Mise en œuvre par l’Organisation internationale pour les migrations (OIM), sous la conduite du ministère des Ressources animales et halieutiques (MIRAH), cette opération vise à améliorer la connaissance du cheptel et de la mobilité pastorale dans la région, notamment dans les zones frontalières.
Financée par le Fonds des Nations Unies pour la consolidation de la paix (PBF), la campagne prévoit la collecte de données auprès des communautés pastorales afin de mieux connaître les effectifs du cheptel, les mouvements des éleveurs et leurs besoins en infrastructures et services.
Elle entend également contribuer à la prévention des conflits liés à l’accès aux ressources naturelles et à la transhumance, ainsi qu’au renforcement de la cohésion sociale entre les communautés pastorales et celles qui les accueillent.

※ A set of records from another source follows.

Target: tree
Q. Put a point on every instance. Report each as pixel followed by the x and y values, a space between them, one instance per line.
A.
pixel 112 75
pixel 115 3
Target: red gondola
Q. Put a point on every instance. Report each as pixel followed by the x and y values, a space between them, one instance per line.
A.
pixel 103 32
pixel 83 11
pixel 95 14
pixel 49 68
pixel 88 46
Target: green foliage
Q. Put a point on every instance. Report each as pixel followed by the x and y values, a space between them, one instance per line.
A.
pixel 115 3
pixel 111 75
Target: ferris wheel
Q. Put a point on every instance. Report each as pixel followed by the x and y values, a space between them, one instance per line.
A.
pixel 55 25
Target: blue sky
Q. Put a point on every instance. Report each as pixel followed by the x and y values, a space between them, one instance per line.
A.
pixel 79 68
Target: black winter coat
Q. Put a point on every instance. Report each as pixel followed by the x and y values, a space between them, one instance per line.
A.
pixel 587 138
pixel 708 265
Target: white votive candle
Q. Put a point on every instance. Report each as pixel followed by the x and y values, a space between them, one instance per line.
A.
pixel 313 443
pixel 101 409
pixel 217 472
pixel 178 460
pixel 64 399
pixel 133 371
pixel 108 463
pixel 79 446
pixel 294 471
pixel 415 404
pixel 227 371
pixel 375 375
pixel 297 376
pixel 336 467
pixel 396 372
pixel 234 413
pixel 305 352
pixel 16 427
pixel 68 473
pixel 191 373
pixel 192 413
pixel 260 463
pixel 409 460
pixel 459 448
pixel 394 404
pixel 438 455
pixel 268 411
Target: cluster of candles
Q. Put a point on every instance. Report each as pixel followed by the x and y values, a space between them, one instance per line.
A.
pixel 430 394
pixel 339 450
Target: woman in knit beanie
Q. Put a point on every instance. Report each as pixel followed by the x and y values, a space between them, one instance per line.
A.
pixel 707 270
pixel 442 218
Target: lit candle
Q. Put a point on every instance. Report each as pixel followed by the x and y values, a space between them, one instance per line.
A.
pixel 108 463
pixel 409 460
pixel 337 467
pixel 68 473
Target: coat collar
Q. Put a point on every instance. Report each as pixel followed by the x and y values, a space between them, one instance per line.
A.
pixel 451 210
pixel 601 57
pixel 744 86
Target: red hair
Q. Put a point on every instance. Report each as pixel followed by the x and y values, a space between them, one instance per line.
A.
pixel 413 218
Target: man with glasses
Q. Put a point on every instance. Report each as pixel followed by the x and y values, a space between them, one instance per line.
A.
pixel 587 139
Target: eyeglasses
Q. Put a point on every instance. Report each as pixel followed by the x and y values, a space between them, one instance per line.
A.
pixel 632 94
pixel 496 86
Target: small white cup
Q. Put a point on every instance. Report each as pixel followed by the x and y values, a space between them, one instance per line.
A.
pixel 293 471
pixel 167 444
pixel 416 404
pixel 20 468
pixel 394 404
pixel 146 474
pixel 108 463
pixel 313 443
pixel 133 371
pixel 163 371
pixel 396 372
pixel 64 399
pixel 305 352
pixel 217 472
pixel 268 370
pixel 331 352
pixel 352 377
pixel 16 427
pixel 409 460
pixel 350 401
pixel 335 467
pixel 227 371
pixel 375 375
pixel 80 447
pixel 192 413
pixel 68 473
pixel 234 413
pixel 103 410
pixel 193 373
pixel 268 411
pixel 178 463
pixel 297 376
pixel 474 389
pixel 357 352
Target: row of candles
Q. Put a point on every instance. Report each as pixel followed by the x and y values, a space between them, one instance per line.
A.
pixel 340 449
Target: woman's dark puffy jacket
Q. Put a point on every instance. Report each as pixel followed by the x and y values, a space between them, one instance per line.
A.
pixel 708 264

« Mieux connaître la mobilité pastorale et le cheptel présent sur le territoire, c’est se donner les moyens d’une planification plus efficace, d’une meilleure traçabilité du bétail et d’une transhumance mieux organisée et plus sûre », a déclaré le chef de mission de l’OIM en Côte d’Ivoire, David Preux.
Selon lui, les données recueillies permettront de mieux comprendre les dynamiques et les mouvements des éleveurs et de leur cheptel, afin d’orienter les investissements vers des infrastructures adaptées aux besoins des éleveurs et des communautés d’accueil.
La campagne comprend également un volet de sensibilisation des éleveurs sur la réglementation en vigueur en matière de pastoralisme et de transhumance.
Cette initiative s’inscrit dans le cadre de l’Année internationale des parcours et des pasteurs 2026 et constitue une étape préparatoire à la Journée ivoirienne du pastoralisme, prévue en novembre 2026.